Теперь она летала все ниже, по-видимому, начала уставать. Люди пугали ее, размахивая руками, то там, то здесь в воздух взлетали нацеленные в нее шапки и крутящиеся вокруг своей оси мягкие черные шляпы. — Да вы, мамаша, не бойтесь, — утешали рыдавшую старушку, которая ни на миг не отходила от окна, — мы ей вреда не сделаем! — Самые нетерпеливые, правда, уже шагали к проспекту Андраши, но большинство, разгоревшись от сочувственного и охотничьего азарта, еще следило за порхающей в лучах солнца пичугой, которая, опьянев от ощущения свободы, вилась над их головами, словно под со мягкими теплыми перышками поселилась сказочная фея.
Балинт лишь мимолетно оглядел увлеченную милосердной игрой толпу. Едва канарейка первый раз взмыла ввысь, он увидел в конце улицы Оченаша. С глазами, полными слез после пережитых волнений, мальчик стал продираться к нему сквозь беспечно глазевшую в голубое небо толпу; никто не обращал на него ни малейшего внимания. Однажды он угодил локтем в бок веснушчатому рыжему пареньку в сильно обтрепавшейся одежонке, тот было ругнул его, но Балинт не ответил, упорно протискиваясь сквозь оживленную, смеющуюся толпу, сгрудившуюся под окном старушки. Вдруг пожилой человек, по виду чиновник, тронул его за плечо. — А что, сынок, не можешь ли ты на этот фонарь влезть? Мне, понимаешь, животик малость мешает, — добавил он, похлопав себя по животу, — а тебе это раз плюнуть, верно? Приметил я, что канарейка уже второй раз на этот фонарь садится. Если она подлетит сюда еще раз…

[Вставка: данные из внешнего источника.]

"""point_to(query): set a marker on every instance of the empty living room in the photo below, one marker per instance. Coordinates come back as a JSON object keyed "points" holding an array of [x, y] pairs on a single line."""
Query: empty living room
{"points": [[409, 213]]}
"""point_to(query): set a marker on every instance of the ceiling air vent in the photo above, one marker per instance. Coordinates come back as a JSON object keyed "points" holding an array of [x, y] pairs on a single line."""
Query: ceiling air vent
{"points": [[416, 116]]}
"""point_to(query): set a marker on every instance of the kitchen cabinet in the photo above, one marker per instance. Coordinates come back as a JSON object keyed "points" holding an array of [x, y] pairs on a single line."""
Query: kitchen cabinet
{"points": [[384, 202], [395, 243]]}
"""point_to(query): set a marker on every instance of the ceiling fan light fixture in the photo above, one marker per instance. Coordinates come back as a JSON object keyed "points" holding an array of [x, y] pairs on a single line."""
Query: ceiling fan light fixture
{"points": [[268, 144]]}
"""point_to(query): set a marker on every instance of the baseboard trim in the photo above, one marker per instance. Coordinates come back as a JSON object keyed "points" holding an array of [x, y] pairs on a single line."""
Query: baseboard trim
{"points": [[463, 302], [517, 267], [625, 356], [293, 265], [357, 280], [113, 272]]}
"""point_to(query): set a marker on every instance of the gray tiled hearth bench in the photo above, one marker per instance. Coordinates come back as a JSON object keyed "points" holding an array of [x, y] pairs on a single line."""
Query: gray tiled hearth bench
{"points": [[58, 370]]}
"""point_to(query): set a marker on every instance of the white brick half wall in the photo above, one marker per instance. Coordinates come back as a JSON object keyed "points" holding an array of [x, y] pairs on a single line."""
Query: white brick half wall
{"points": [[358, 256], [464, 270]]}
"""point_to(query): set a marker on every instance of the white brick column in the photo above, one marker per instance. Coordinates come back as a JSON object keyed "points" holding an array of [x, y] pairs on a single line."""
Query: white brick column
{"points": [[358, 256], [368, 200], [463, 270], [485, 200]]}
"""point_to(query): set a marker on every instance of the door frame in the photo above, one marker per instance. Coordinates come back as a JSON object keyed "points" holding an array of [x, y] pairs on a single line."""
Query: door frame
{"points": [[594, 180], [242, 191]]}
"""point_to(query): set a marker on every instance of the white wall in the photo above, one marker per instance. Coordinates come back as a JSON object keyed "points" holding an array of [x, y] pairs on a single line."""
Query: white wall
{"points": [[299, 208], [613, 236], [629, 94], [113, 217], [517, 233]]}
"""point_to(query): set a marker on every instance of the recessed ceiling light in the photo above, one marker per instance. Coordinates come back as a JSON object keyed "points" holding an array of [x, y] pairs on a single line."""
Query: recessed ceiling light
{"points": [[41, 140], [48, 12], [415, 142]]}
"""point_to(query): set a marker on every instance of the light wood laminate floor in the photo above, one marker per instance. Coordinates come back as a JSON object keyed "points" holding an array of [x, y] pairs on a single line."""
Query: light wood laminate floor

Балинт невольно измерил глазами фонарный столб. — Манди!.. Мандика!.. А ну, сюда лети, сюда, сюда! — слышались со всех сторон веселые, добродушные и насмешливые голоса. Кто-то присвистнул по-канареечьи, да так похоже, что все обернулись в его сторону.
— Ну, полезешь? — спросил чиновник.
— Оставьте меня в покое! — крикнул Балинт, белый как мел.
Он догнал Оченаша как раз на углу. — Где тебя носило? — спросил тот с усмешкой. По его лицу было видно, что он ничего не знает. Прошло не более получаса, как Балинт потерял его из виду на улице Розы, но полицейские сабли, обрушившиеся на головы людей, женщина с окровавленным лицом, безглазая лошадь, рассеченная голова дяди Иштенеша десятикратно умножили для него время.
— Ты еще не знаешь?
— Не слышу, — отозвался Оченаш.
— Ты еще не знаешь? — повторил Балинт громче.
— О чем?
Из глаз Балинта катились слезы. — Там людей убивают.
— Где?
Балинт рукой показал назад. — О чем ты? — У Оченаша внезапно побелели губы. — Кто убивает?
— Полицейские.
— Дурень!
— Да правда же!
Глаза Оченаша буравили заплаканное лицо Балинта. — О чем ты? — спросил он опять. Балинт кулаком утер лицо, сжал зубы. — Дяде Иштенешу голову рассекли… насовсем, — выдавил он почти по слогам. За его спиной весело шумела беспечная толпа, охотясь за канарейкой, но острый слух Балинта, настроенный на более длинную волну, различал и приглушенное расстоянием смятение голосов с проспекта Андраши.
— Голову рассекли? Кому?
Балинт сделал глубокий вдох. — Дяде Иштенешу.
— Где?
— Вон там, на углу лежит.
Оченаш бросился туда — только сотня шагов отделяла труп от забавлявшейся посреди улицы толпы. — Нас убивают! — издали закричал Оченаш задыхающимся визгливым голосом. Подбежав, не остановился, локтями пробивая себе дорогу между недоуменно расступавшимися перед ним людьми. — На проспекте Андраши фараоны набросились на наших, — кричал он, надрываясь, — женщин, детей убивают, женщин, детей…
— Да что случилось?
— О чем он?
Словно подхваченные ветром, люди теснились к Оченашу. А тот, неотступно сопровождаемый Балинтом, уже вырвался из гущи толпы, в несколько прыжков опередил самых первых и повернулся к ним лицом.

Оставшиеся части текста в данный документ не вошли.